Из домов вынесли столы, и на них стояли скромные блюда с луком и сыром, чесноком и пастернаком, немного солонины. Припасы, которые жители деревни тщательно сберегали, готовясь к тяжелым временам, теперь расходовались на потеху вооруженным иностранцам.

Пожилая женщина несла блюдо с жареным молочным поросенком, и дезертиры, как собаки, следили за приближением угощения.

Я насчитала за столом десять человек, включая двух женщин с солдатской выправкой, которые, должно быть, присоединились к остальным в их позорном бегстве с моста. Человек, который не был моим братом, сидел там рядом со своим мясистым заместителем, дом Гатаном, чьи усы по-прежнему были пышными, но теперь не были так подстрижены или навощены и выглядели как серо-коричневая щетка плохого качества.

Ни один из этих мужчин или дам не был трезв.

На столе стоял небольшой бочонок вина или эля, возможно, последний в деревне.

Я кралась по маленькой грязной площади, где пировали разбойники, держась в тени, со Ртом бури в одной руке и новым спадином в другой.

Теперь с площади доносилось печальное пение и звуки скрипки.

Я услышала мужской смех, доносившийся из дома с роговыми окнами, и, используя меч, открыла окно и заглянула внутрь. Дом был погружен в тень, и то, что происходило внутри, было не для света.

На пол бросили тюфяки из соломы, на которых лежали две дамы. А также двое грубых мужчин. Третий мужчина наблюдал за происходящим, закончив или собираясь начать, или, возможно, просто желая убедиться, что остальные четыре дамы, сидящие у стены с непроницаемыми лицами, не собираются создавать проблем. Одна из этих дам что-то ела, возможно, хлеб или сыр, но не испытывала от этого никакой радости.

Я едва не оцепенела от возмущения, от того, что увидела.

Единственное зло, которое гоблины не причинили нам, единственное бедствие, которое было под силу даже им, — и его обрушили на нас наши же соплеменники.

Именно тогда я увидела то, что вывело меня из оцепенения и заставило действовать.

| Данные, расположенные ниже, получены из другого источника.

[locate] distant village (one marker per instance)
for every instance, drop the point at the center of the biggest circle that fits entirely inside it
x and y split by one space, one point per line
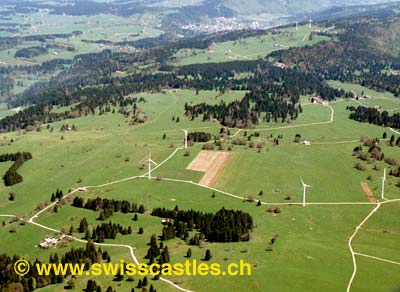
224 24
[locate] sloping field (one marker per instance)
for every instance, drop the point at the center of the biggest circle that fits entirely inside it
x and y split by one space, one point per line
210 162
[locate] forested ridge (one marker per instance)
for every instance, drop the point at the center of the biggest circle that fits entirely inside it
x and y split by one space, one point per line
273 93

Один из двух разбойников, лежавших на дамах, сложил свою одежду в кучу рядом с собой. К его поясу, лежавшему на полу, было прикреплено множество ярких лоскутов, прядей волос и безделушек. Похоже на подарки. Или услуги. Но я не думала, что эти услуги были оказаны добровольно.

Одним из них был красивый отрез ткани золотисто-голубого цвета с изображениями птиц.

В последний раз я видела такую ткань на талии Ларметт, по крайней мере, так мне показалось в тот момент.

Я решила, что это тот самый кусок ткани, который я купила на ярмарке перед отъездом и подарила сестре Сами в благодарность за ужин в домике на дереве. Правда в том, что с тех пор я начала сомневаться, что это был тот самый отрез, хотя, возможно, он был сделан теми же мастерами или в том же городе.

Но в этот момент узнавания, ложного или нет, мое тело начало двигалось бездумно.

Я вкатилась в окно, звякнув кольчугой; это невозможно было сделать незаметно.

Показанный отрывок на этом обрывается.